What drives them is an important part of this conversation. There is such a thing as moral self-licensing. This is a mouthful, but it means people do things out of guilt over something else. As James Swan writes in a recent piece for the NRA Leadership Forum titled, “Understanding Anti-Hunters”: Just what causes a person to ignore science and behave based on moral outrage? According to Bowdoin psychology professor Zachary Rothschild and University of Southern Mississippi psychology profes- sor Lucas A. Keefer, people who show anger over moral issues not directly affecting them may actually be emoting in an effort to quell their own guilt about something completely unrelated, as feelings of guilt are a direct threat to one’s self-image that they are a moral person. They found that increased guilt “predicted increased punitiveness toward a third-party harm-doer,” who becomes a target. And, another study found that women today are more likely to feel guilt than men. Rothchild and Keefer conclude that moral outrage is self-serving as much or more than helping a third party—in this case, animals. This is an example of what University of Kansas social psychologist C. Daniel Bateson calls “moral hypocrisy.”

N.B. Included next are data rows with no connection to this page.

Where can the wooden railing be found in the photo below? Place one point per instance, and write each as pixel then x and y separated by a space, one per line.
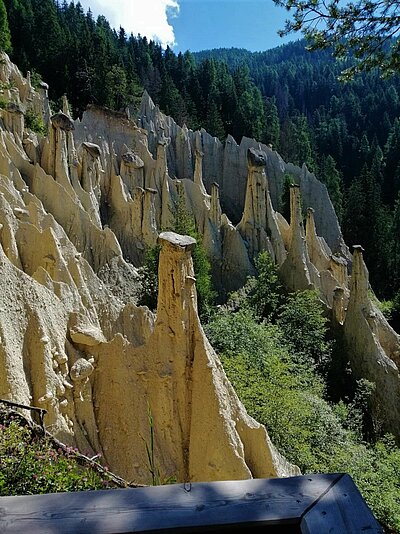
pixel 316 504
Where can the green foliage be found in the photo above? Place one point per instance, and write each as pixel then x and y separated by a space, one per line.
pixel 5 36
pixel 283 392
pixel 331 177
pixel 29 464
pixel 304 327
pixel 35 122
pixel 36 79
pixel 116 88
pixel 364 28
pixel 263 293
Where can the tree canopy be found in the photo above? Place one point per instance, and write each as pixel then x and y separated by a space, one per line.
pixel 5 37
pixel 366 29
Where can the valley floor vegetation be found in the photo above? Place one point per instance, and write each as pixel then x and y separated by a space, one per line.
pixel 31 463
pixel 293 376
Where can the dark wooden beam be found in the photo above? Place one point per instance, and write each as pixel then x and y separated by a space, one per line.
pixel 312 504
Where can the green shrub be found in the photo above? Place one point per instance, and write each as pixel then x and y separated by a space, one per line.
pixel 30 464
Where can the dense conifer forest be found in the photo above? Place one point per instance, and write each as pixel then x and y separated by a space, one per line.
pixel 348 134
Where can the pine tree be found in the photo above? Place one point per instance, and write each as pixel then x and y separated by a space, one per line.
pixel 5 36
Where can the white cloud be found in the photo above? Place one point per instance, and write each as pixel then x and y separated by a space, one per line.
pixel 147 17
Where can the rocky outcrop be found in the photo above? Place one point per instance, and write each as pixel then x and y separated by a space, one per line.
pixel 178 378
pixel 72 339
pixel 78 209
pixel 373 347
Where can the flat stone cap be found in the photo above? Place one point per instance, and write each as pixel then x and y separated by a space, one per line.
pixel 94 150
pixel 62 121
pixel 177 240
pixel 132 160
pixel 256 158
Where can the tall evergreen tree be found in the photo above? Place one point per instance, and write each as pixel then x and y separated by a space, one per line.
pixel 5 36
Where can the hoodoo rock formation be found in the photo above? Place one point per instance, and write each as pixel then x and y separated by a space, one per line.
pixel 78 209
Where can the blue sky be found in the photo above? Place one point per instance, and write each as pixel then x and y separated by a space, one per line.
pixel 197 24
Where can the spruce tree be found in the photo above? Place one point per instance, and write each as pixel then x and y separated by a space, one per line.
pixel 5 36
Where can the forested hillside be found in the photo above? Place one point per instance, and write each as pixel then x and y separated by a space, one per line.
pixel 349 134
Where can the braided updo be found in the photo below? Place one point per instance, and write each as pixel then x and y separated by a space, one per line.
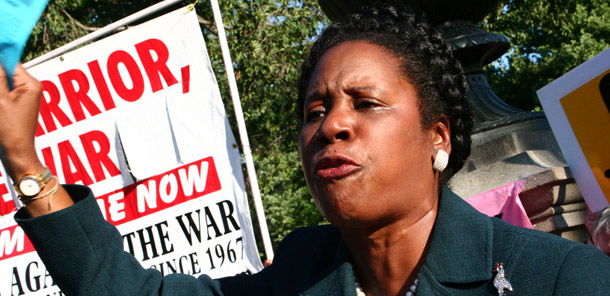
pixel 427 63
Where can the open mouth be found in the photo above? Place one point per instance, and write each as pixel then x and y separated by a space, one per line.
pixel 335 168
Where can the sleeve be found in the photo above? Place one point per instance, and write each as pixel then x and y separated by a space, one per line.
pixel 84 254
pixel 584 271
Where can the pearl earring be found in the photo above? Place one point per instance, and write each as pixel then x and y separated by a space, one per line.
pixel 441 160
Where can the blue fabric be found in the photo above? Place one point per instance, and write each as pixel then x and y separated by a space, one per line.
pixel 17 19
pixel 84 254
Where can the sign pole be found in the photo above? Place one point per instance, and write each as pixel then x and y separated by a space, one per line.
pixel 243 134
pixel 101 32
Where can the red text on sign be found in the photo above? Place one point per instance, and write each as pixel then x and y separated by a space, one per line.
pixel 123 75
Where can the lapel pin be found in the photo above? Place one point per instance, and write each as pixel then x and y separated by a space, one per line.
pixel 500 281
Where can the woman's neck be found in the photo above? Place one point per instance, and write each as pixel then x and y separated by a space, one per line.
pixel 387 259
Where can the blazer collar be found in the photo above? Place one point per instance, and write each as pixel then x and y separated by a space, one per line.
pixel 337 278
pixel 460 251
pixel 460 246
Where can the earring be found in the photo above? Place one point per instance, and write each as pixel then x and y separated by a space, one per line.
pixel 440 161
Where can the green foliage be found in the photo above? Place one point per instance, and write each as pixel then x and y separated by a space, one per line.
pixel 548 39
pixel 268 40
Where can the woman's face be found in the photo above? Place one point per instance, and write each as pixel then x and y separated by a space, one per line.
pixel 366 158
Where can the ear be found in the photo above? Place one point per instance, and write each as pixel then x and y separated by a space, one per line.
pixel 440 135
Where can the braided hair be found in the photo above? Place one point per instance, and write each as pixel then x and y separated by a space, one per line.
pixel 426 61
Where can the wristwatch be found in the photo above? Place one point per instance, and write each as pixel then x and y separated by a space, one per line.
pixel 31 185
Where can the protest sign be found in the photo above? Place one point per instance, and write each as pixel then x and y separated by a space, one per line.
pixel 577 106
pixel 138 118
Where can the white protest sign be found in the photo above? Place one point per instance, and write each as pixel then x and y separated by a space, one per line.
pixel 138 118
pixel 577 106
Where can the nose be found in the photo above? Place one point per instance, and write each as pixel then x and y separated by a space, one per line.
pixel 338 125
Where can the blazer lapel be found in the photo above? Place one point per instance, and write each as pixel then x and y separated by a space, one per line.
pixel 337 279
pixel 460 247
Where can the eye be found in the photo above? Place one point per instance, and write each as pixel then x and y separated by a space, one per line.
pixel 314 114
pixel 367 104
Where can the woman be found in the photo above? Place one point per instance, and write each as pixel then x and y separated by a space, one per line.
pixel 382 103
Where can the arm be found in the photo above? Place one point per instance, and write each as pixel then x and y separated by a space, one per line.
pixel 584 271
pixel 19 113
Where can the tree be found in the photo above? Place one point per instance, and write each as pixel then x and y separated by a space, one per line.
pixel 548 38
pixel 268 40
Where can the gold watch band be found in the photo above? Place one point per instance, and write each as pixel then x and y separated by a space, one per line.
pixel 42 178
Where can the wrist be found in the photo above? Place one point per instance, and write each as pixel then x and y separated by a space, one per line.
pixel 21 163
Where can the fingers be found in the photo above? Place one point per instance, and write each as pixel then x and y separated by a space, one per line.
pixel 3 83
pixel 24 81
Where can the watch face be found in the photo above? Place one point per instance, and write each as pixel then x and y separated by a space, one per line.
pixel 29 187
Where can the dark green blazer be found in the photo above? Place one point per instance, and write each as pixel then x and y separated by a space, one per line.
pixel 85 256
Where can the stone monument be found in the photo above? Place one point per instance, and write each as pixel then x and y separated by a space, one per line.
pixel 508 144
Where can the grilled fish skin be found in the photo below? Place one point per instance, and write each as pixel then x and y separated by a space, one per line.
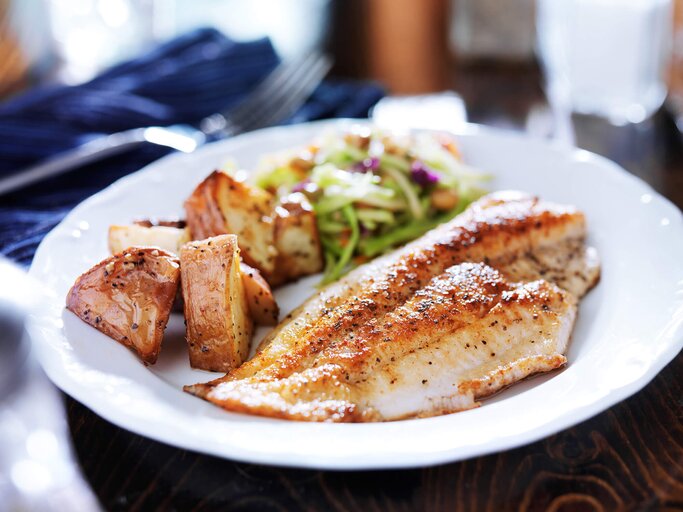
pixel 429 328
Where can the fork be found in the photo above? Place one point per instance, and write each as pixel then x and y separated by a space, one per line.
pixel 277 97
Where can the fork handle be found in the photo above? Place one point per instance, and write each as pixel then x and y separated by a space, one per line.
pixel 92 151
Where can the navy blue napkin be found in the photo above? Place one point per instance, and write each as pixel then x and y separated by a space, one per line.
pixel 181 81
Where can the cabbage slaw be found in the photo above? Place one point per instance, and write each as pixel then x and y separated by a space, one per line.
pixel 372 190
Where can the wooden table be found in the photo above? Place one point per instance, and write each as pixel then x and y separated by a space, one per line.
pixel 629 457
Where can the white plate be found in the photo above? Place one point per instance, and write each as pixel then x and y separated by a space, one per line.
pixel 629 327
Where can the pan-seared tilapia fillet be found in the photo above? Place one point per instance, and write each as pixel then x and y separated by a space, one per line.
pixel 474 305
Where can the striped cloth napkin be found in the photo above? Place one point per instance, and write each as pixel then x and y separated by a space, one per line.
pixel 181 81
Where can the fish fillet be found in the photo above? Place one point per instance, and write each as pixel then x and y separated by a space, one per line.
pixel 471 307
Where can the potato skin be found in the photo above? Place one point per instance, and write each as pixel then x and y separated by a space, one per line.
pixel 262 305
pixel 170 239
pixel 299 251
pixel 221 204
pixel 219 325
pixel 128 297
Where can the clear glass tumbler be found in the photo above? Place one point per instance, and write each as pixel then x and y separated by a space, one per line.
pixel 606 57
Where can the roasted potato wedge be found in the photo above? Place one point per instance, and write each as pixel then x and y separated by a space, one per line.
pixel 167 238
pixel 299 252
pixel 219 326
pixel 221 205
pixel 262 305
pixel 129 297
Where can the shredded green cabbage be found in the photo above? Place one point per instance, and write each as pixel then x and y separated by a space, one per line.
pixel 372 191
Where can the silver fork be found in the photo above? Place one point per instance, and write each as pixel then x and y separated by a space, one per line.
pixel 279 95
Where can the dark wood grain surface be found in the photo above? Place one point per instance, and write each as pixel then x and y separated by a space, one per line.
pixel 627 458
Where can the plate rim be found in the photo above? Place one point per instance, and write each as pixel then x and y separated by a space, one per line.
pixel 579 414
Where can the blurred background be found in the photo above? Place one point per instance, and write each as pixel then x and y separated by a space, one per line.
pixel 521 64
pixel 604 75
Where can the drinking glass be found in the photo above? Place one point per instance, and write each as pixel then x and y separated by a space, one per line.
pixel 606 57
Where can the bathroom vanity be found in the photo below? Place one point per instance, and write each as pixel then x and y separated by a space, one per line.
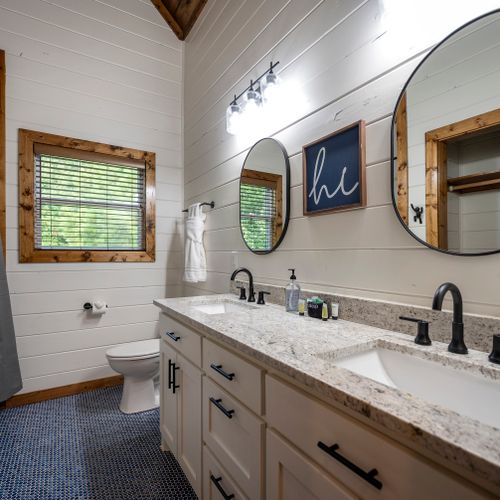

A degree in psychology aside, some people will have emotional qualms over the killing of wildlife under any rules for any purpose or any reason, no matter if for the betterment of a species or people and backed by science. These outliers will likely never come around, which means the antis are more likely to shun fair chase than accept and learn from it. Regardless, we are justified in making the case that sportsmen should be admired and emulated, not vilified for our commitments under the rules of fair chase. The place for this then is not with the antis, but with the 78-percent of the people who still support, or are neutral toward hunting. In truth, their concerns are our concerns—clean air, clean water, healthy ecosystems, wild places with healthy populations of wild critters—and a system up and running that keeps it this way as much as possible. They can learn from fair chase.
As for the moral supremacists and their moral outrage, fair chase undermines their platform. I don’t see them running around proclaiming anytime soon that hunters are principled men and women holding themselves accountable to an ethical standard that extends beyond the law. Moral self-licensing is powerful. All we can do is put our best foot forward and fly the fair chase flag for the broader public to see.
"The wildlife and its habitat cannot speak. So we must and we will."